Israeli Prime Minister Benjamin Netanyahu is accompanied on his visit to India by a large delegation drawn from the defence, cyber, and agricultural sectors; he intends to boost trade, investment, and tourism between the two nations.

Young Israelis visit India in huge numbers each year, forging a stronger acquaintance

This year, Israel’s Ministry of Tourism will spend $5-6 million in India in a bid to boost tourism to Israel.
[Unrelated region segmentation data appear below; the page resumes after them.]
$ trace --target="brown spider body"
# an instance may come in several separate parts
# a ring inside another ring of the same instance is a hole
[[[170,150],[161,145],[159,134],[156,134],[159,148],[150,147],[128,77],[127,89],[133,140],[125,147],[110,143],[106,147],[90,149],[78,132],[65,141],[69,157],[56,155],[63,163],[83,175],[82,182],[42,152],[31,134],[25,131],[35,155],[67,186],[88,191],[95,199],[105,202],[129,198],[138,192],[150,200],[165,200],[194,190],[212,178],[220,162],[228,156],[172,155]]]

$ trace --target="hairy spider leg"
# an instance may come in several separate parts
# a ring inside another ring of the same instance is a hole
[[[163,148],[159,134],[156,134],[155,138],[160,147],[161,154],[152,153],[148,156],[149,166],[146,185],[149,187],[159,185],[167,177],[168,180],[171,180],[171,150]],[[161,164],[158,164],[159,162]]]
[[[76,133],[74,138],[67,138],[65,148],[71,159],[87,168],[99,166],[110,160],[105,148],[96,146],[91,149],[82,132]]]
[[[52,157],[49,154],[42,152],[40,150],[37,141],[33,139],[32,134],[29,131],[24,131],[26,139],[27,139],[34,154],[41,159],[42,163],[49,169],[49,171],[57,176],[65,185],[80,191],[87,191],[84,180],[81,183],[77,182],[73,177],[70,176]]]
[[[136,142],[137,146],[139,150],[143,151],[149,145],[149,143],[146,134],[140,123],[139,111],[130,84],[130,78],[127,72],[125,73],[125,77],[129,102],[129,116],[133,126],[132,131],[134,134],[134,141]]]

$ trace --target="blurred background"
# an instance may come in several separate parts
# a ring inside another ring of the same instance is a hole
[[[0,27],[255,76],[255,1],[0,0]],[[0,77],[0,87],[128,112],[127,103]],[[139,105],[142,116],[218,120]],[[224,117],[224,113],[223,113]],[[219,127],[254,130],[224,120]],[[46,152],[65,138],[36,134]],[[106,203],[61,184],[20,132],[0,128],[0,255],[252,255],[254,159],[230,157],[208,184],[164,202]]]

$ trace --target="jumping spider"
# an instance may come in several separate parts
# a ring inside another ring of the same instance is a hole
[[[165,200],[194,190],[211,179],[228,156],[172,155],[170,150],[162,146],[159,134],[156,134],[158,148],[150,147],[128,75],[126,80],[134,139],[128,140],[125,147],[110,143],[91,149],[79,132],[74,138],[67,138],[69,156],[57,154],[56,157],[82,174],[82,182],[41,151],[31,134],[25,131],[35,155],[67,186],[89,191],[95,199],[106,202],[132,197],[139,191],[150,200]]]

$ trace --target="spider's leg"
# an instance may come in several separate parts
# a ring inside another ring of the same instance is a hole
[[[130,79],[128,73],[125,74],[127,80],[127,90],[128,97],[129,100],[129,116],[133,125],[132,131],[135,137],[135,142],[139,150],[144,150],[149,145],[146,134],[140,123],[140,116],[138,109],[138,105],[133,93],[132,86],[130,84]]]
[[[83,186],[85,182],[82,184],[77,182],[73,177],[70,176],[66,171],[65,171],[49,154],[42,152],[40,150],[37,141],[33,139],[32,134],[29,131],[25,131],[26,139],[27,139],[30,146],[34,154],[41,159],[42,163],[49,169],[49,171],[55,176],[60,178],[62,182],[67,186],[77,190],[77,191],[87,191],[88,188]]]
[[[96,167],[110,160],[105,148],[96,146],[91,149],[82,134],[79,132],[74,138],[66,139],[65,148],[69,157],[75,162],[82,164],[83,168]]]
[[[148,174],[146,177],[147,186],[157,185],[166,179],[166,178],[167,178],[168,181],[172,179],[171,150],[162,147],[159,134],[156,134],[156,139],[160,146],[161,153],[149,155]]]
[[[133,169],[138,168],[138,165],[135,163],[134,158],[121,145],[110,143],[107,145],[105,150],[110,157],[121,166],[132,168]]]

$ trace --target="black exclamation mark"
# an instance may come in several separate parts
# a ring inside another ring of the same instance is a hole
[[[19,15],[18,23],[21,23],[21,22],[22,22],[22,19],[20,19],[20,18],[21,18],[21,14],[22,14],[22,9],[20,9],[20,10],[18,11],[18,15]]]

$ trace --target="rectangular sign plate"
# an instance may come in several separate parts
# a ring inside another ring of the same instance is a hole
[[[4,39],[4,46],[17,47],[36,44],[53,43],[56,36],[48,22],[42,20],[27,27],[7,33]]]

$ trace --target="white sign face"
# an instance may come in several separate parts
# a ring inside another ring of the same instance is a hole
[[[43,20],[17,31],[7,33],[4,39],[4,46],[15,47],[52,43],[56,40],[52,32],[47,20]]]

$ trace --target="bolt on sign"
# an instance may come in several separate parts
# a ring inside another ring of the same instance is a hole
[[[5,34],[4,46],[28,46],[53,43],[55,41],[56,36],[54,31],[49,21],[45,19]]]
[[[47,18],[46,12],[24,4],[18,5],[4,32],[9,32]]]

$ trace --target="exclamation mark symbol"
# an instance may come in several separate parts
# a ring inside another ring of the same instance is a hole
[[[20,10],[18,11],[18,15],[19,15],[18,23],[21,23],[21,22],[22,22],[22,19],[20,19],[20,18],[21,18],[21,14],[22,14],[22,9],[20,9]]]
The goal is to have one lakh tourists visiting Israel in 2018.

Once distant

Most Israelis knew little about India until about the mid-1990s

Opening embassy

  • India recognised the state of Israel in 1950, and in 1953 permitted it to open a consulate in Mumbai
  • Full diplomatic relations were established between India and Israel until 1992 when India opened its embassy in Tel Aviv.
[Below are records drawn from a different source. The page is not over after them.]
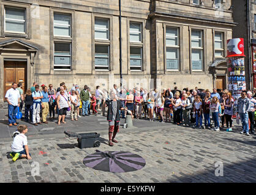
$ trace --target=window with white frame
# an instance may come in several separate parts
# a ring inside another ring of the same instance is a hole
[[[222,8],[222,0],[215,0],[215,7],[217,9]]]
[[[200,0],[193,0],[193,4],[199,5]]]
[[[70,43],[54,43],[54,69],[70,70],[72,52]]]
[[[110,46],[95,45],[95,69],[108,71],[110,64]]]
[[[109,40],[109,20],[95,18],[94,38]]]
[[[55,36],[71,37],[71,15],[54,13],[53,34]]]
[[[142,68],[142,48],[130,47],[130,69],[131,71],[141,71]]]
[[[192,70],[203,69],[203,47],[202,30],[191,30],[191,60]]]
[[[5,32],[26,33],[26,9],[11,7],[4,7]]]
[[[179,29],[166,28],[166,69],[167,70],[179,69]]]
[[[224,55],[223,48],[223,33],[215,32],[214,33],[214,49],[215,57],[222,57]]]
[[[130,41],[141,42],[141,23],[130,23]]]
[[[254,14],[254,30],[256,30],[256,14]]]

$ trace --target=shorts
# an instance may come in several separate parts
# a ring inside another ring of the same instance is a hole
[[[134,111],[134,103],[127,103],[126,106],[129,110]]]
[[[171,103],[168,103],[168,104],[165,104],[164,105],[164,107],[165,107],[165,108],[170,108],[170,105],[171,104]]]
[[[147,105],[148,108],[153,108],[153,104],[148,104]]]
[[[59,115],[67,115],[67,108],[63,108],[59,110]]]

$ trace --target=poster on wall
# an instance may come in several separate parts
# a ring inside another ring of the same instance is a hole
[[[228,90],[232,93],[234,99],[234,113],[237,107],[237,100],[241,97],[243,90],[246,90],[245,69],[244,39],[241,38],[227,40],[227,63],[228,66]],[[256,50],[256,48],[255,48]],[[256,58],[256,55],[255,55]],[[255,58],[256,63],[256,58]],[[255,72],[256,73],[256,64]]]

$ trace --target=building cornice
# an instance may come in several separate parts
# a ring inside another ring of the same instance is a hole
[[[222,24],[222,25],[226,25],[226,26],[235,26],[238,24],[238,23],[236,23],[220,21],[220,20],[217,20],[217,19],[211,20],[211,19],[201,18],[201,17],[187,16],[181,15],[176,14],[176,13],[162,13],[162,12],[154,12],[151,13],[149,16],[151,19],[168,18],[183,20],[186,20],[186,21],[189,20],[189,21],[198,21],[198,22],[205,22],[207,23],[214,23],[214,24]]]

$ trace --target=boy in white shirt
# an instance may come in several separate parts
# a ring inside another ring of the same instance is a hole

Large invisible Indian Jews in Israel

Though there are many Indian Jews living in Israel – over 80,000 – they have remained a relatively quiet and somewhat “invisible” community

Mizrahi

In Israel, Indian Jews are largely subsumed into the larger “Mizrahi” community of non-white Jews from North Africa and West Asia

Settlements in peripheral towns

Few in Israel know about the Jews of India, their varied histories, and the marked cultural and ethnic distinctions between them. This is largely due to where in Israel the Indian Jews settled, which, for economic and political reasons, was primarily in peripheral towns.

History:

Bene and Cochin Jews from India

  • When Jews from India first arrived in the 1940s and ’50s, the darker-skinned Bene Israel and Cochin Jews faced discrimination from the predominantly powerful European (Ashkenazi) Jews.
  • The Jews from Cochin settled mostly in “moshavs”, or community farms, in southern Israel. There, they became very successful at flower growing and export
  • The Bene Israel Jews from the Konkan were in a range of middle-class, modestly-paying professions
  • They settled in smaller towns such as Ashdod, Ramla, and Lod
  • In the 1960s, the Bene Israelis fought and won a major case to be fully accepted as Jews.
  • Far fewer in numbers were the Baghdadi Jewish arrivals from Mumbai, Pune, and Kolkata
  • They became part of the much larger Iraqi Jewish community or integrated with other English-speaking immigrants to Israel. In the last few years, about 2000 BneiMenashe Jews from Manipur and Mizoram have made aliyah as well; many of them have been placed in Israeli settlements in the West Bank.

Strong ties with India

The Indian Jews in Israel have always held strong ties to India

  • They celebrate Indian Independence Day and Republic Day, and many of them, especially the Bene Israelis, listen to Indian music and watch Indian films, hold Indian cultural events for community members, and open Indian stores which stock the groceries and spices
  • They have formed their own associations, issue their own community publications, and keep their Indian Jewish traditions alive

However, very few Israelis in the past came to know about India from the Indian Jews who lived there.

‘A human bridge’

  • Indian Jews were feted during Prime Minister NarendraModi’s visit to Israel last year
  • This visit commemorated 25 years of diplomatic ties between the two nations

Young Israelis visit in large numbers

  • Netanyahu called the Indian diaspora “a human bridge” between the two nations. I would argue that it is young Israelis who have flocked to India over the last 25 years, and who have come to know India first-hand, who have played a more significant role in familiarising Israelis with India.
  • More than 40,000 Israelis visit India each year. For a country with a population of 6.5 million, that is a considerable number. India is now almost an obligatory visit for Israelis after finishing their compulsory army service. They live in the smaller towns and villages of India for as long as their money can last them, and revel in the freedom India offers them after their rigorous term of service.